Kembali ke masa perang era Sahabat, besar dugaan demi melawan isu terhadap ideologi Khawarij yang mengafirkan Khalifah Ali Bin Abi Talib cs, maka lahirlah ideologi Syiah Imamiyah yang mengafirkan muslim yang tidak mengakui 12 imam ala mereka. Al-Majlisi menyatakan:” اعلم ان اطلاق لفظ الشرك والكفر على من لم يعتقد امامة امير المؤمنين والاءمة من ولده عليهم السلام”. (Al-Majlisi dalam Biharul Anwar 23/390).
Kedua, liberalisme Ahmadiyah pengikut Mirza Ghulam Ahmad yang sengaja dilahirkan oleh kolonial di India. Negeri ini ditarget karena tempat konsentrasi umat Islam terbesar sebelum Negara Pakistan lahir. Tragisnya, Ahmadiyah yang liberal itu ikut-ikutan mengafirkan orang muslim dari kalangan non Ahmadiyah. (Lihat, Tadzkirah [kitab Suci Ahmadiyah yang diakui oleh Mirza Ghulam Ahmad dan sebagian besar penganutnya sebagai wahyu] hlm. 342; 600).
Ketiga, sekularisme oleh Snouck Hurgronye (H. Abdul Ghaffar) dan murid-muridnya di Indonesia. Negeri ini ditarget oleh kolonial, karena menjadi sentra umat Islam kedua waktu itu. Ideologi ini berprinsip pemisahan agama dengan politik. Padahal diyakini oleh mayoritas umat, bahwa Islam bersifat kaffah dan tidak terbagi-bagi (QS. 2: 208; 15: 91).
Dari statemen al-Quran itu, ulama mendeklarasikan bahwa seluruh kegiatan umat Islam adalah ibadah (QS. 51: 56). Hanya saja ibadah bisa diklasifikasi dalam ibadah mahdhah seperti salat dan ghairu mahdhah seperti politik, ekonomi, dan sains. Sebagai ibadah ghairu mahdhah, politik memiliki ruang ijtihad bagi ahlinya. Karena Islam tidak menawarkan sistem politik yang baku, yang penting menjamin (huriyah), sawasiyah, ‘adalah, dan syura.

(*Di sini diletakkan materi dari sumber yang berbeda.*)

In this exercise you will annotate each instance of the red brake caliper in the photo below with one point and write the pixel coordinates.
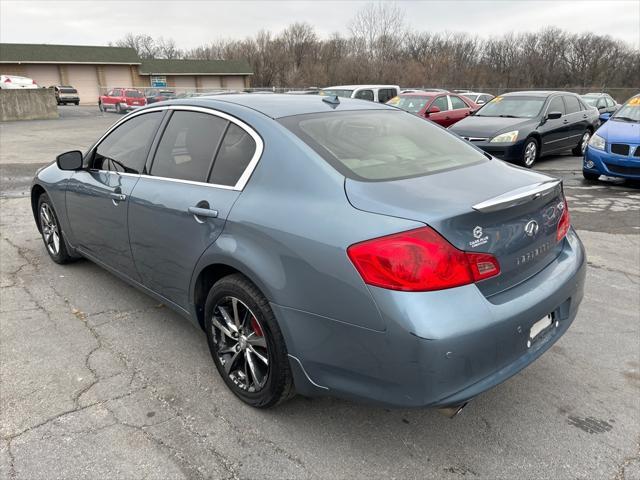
(256, 327)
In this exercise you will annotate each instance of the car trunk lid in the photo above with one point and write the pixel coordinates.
(493, 207)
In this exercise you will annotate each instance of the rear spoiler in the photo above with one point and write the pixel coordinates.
(518, 196)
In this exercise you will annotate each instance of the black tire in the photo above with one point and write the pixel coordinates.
(530, 153)
(50, 229)
(276, 385)
(579, 149)
(590, 176)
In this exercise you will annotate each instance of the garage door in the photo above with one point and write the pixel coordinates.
(44, 75)
(235, 83)
(184, 83)
(117, 76)
(85, 79)
(210, 83)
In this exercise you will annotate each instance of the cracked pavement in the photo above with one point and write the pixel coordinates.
(97, 380)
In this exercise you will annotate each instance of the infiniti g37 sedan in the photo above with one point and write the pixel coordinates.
(326, 246)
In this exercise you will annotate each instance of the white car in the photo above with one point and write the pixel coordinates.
(14, 82)
(374, 93)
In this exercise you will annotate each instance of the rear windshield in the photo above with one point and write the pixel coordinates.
(337, 92)
(512, 106)
(411, 104)
(382, 145)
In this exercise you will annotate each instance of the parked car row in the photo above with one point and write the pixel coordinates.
(456, 270)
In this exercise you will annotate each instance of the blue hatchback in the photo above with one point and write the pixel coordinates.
(614, 150)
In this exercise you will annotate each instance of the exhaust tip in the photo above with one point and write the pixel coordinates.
(452, 411)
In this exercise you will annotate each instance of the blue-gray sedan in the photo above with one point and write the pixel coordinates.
(326, 246)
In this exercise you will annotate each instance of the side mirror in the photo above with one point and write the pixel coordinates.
(604, 117)
(70, 160)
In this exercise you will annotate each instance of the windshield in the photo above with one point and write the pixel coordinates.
(411, 104)
(337, 91)
(629, 112)
(382, 144)
(512, 106)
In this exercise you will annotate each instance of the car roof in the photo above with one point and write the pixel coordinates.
(282, 105)
(352, 87)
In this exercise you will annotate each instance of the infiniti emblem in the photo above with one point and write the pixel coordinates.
(531, 228)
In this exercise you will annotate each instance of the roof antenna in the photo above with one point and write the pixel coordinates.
(332, 100)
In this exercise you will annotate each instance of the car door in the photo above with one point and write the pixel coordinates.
(577, 120)
(179, 209)
(97, 197)
(442, 117)
(554, 132)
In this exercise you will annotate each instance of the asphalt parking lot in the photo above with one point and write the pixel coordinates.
(99, 381)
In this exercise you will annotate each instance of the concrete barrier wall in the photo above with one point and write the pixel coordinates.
(27, 104)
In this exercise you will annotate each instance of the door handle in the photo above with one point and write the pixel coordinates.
(203, 212)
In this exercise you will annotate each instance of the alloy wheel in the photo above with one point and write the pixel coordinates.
(50, 229)
(584, 142)
(530, 153)
(240, 344)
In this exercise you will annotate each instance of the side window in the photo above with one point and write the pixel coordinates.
(572, 104)
(188, 144)
(556, 105)
(365, 95)
(457, 102)
(235, 153)
(386, 94)
(126, 148)
(441, 103)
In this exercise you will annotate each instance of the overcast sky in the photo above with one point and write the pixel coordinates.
(193, 23)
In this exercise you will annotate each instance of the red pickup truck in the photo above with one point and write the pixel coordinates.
(122, 100)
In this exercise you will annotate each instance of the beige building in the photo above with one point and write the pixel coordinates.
(92, 70)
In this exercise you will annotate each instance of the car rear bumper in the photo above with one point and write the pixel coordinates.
(612, 165)
(439, 348)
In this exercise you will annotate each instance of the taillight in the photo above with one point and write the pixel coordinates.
(419, 260)
(564, 223)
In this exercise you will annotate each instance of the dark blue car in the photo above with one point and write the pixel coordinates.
(614, 150)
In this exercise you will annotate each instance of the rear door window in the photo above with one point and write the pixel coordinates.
(556, 105)
(365, 95)
(382, 145)
(457, 102)
(441, 103)
(386, 94)
(572, 104)
(188, 145)
(126, 148)
(236, 151)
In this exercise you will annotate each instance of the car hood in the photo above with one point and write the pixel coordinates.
(488, 127)
(620, 132)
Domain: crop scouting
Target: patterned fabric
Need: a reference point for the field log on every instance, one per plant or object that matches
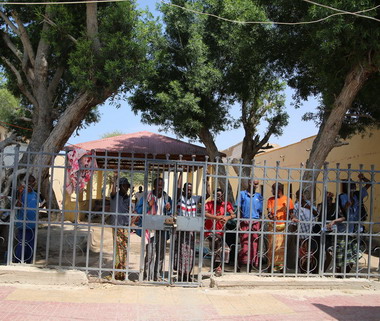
(188, 206)
(218, 210)
(251, 206)
(307, 219)
(279, 203)
(120, 205)
(79, 162)
(184, 254)
(351, 253)
(121, 252)
(352, 214)
(158, 207)
(249, 242)
(276, 244)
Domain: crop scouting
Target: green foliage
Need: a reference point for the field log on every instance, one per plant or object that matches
(202, 66)
(124, 35)
(112, 134)
(11, 112)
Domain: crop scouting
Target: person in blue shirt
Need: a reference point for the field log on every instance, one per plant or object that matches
(28, 202)
(250, 204)
(351, 208)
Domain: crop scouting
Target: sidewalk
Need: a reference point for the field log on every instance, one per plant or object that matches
(125, 302)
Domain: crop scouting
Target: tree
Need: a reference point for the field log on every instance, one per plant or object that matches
(202, 67)
(64, 60)
(337, 59)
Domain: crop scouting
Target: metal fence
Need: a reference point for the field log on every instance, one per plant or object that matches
(191, 220)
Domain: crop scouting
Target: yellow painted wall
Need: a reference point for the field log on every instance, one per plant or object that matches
(361, 150)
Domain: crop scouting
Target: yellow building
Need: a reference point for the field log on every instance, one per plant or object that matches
(361, 154)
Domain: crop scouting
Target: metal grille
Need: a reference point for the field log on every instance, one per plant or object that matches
(161, 236)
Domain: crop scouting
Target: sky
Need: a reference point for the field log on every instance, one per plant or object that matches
(123, 120)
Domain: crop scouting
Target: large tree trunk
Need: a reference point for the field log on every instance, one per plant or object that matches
(328, 132)
(207, 139)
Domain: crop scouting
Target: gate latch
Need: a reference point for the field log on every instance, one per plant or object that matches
(171, 222)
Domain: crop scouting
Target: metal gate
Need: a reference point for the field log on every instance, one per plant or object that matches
(171, 229)
(170, 244)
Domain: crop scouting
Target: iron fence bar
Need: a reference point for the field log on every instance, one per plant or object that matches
(103, 220)
(13, 205)
(64, 195)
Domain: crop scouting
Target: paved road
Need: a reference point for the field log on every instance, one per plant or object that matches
(120, 302)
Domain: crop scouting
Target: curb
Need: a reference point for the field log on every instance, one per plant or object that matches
(255, 282)
(41, 276)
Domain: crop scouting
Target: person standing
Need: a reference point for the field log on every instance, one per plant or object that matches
(120, 203)
(217, 213)
(278, 206)
(184, 244)
(158, 203)
(305, 215)
(139, 194)
(28, 202)
(350, 204)
(251, 207)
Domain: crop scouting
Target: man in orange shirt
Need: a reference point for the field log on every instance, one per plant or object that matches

Dan di masa kini, debat internal dan antaragama yang tak produktif, sangat masif di dunia virtual. Sungguh amat memprihatinkan. Di sisi lain sekularisme mendapatkan angin segar dari fatwa yang membagi bid’ah ke dalam bid’ah diniyah dan dunyawiyah. Di sinilah urgensi pengusung wasathiyatul Islam keluar kandang, untuk secara elegan menjadi ragi bagi kemanusiaan. Wallaahu a’lam. (*)
Dr KH Muchotob Hamzah MM,
Penulis adalah ketua Majelis Ulama Indonesia (MUI) Kabupaten Wonosobo.